Едва они сделали по несколько глотков пива, как Донован, — смертельно уставший, с бледновато серым лицом стареющего коммивояжера, — достал из внутреннего кармана и положил перед Даллесом несколько листиков бумаги.
— Простите? — вопросительно уставился на них резидент в Берне.
— Там наиболее важные сведения, относящиеся к созданию по приказу фюрера на Юге Германии некоей «неприступной Альпийской крепости».
— Вы находите, сэр, что?.
— Лично я уже ничего не пытаюсь там найти. Всего лишь настаиваю, чтобы вы прочли этот сводный материал. Сейчас, в моем присутствии и., обязательно вслух.
Донован произнес это с максимально возможным в данной ситуации тактом, но Даллес почувствовал: в эти минуты шеф УСС очень сожалеет, что не может позволить себе взъяриться, взорваться, осатанеть, как это делал при встрече с ним самим главком Объединенных союзных сил Эйзенхауэр.
10
«…Потому что пора, мой фюрер, давно пора!» — именно так, совершенно неожиданно для всех присутствующих завершил свое обращение в Гитлеру рейхсмаршал люфтваффе.
А ведь Скорцени помнил, что тогда, в октябре прошлого года, Гитлеру сразу же донесли из Австрии, что рейхсмаршал занят не планированием боевых операций люфтваффе, а спасением своих фамильных ценностей.
Группа офицеров по особым поручениям во главе с полковником Ведлингом еще только рыскала по старым штольням и заброшенным пещерам, а рейхсмаршал уже стоял перед Гитлером, пытаясь оправдаться за свою военно-стратегическую бездарность и пораженческие настроения. «Почему я должен узнавать от товарищей по партии, что в то время когда доктор Геббельс пытается убедить нацию в победе германского оружия, командующий люфтваффе уже ищет спасения в Альпах?! — взвинчивал фюрер себя и Геринга. — Как произошло, что ты создаешь свои собственные тайники, прячась даже от фюрера?!».

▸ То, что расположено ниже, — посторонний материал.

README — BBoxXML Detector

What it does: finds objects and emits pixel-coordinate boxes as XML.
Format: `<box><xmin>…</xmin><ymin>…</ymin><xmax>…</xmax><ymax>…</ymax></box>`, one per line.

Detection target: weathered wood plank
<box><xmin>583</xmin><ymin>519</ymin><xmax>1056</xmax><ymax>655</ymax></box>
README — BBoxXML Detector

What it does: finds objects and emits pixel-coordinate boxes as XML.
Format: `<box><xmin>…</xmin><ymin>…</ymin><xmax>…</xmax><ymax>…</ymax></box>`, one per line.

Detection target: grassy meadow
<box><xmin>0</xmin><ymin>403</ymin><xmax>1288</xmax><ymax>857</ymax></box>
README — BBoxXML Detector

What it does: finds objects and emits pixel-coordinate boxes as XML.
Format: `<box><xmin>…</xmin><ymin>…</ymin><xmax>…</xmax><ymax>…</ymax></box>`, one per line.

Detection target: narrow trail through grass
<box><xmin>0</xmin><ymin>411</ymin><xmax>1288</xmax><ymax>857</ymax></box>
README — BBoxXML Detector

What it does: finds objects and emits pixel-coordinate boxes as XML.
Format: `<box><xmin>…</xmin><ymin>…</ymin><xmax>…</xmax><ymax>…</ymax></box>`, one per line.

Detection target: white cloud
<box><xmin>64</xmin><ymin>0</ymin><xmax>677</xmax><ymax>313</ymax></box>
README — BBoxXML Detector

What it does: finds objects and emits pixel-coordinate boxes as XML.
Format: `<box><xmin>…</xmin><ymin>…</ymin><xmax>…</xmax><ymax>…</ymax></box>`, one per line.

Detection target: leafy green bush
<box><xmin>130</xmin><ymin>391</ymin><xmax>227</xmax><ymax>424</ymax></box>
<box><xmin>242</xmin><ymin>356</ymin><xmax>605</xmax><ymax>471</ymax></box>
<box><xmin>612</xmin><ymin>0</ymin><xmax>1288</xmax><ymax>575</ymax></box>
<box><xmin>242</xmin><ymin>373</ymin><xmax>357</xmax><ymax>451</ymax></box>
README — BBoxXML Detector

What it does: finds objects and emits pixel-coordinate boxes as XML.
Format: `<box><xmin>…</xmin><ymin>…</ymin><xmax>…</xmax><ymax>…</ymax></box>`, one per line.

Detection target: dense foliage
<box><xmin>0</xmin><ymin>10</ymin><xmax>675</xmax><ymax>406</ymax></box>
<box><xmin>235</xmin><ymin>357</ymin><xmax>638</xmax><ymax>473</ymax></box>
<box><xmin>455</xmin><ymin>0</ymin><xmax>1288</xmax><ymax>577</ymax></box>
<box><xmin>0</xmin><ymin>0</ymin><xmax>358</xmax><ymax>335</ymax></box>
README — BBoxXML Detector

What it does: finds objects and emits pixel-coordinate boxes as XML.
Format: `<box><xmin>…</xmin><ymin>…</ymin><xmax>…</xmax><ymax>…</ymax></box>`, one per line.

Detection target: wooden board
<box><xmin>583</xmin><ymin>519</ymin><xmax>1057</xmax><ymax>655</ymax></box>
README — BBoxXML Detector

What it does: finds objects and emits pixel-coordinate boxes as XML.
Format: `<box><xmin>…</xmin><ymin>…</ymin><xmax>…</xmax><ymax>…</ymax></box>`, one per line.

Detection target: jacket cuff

Вот тогда-то, отвергая версию о тайниках для фамильных сокровищ как дезинформацию, Геринг и запустил версию о поисках плацдарма для создания «последнего бастиона Третьего рейха». Вряд ли фюрер поверил, что «верный Герман» всерьез мог заняться созданием этого бастиона, не поставив в известность ни его, ни Бормана. Не тем человеком был их «люфтваффовский боров»
[24]
, чтобы демонстрировать самозабвенную жертвенность в трюме тонущего корабля, в образе которого представал сейчас рейх.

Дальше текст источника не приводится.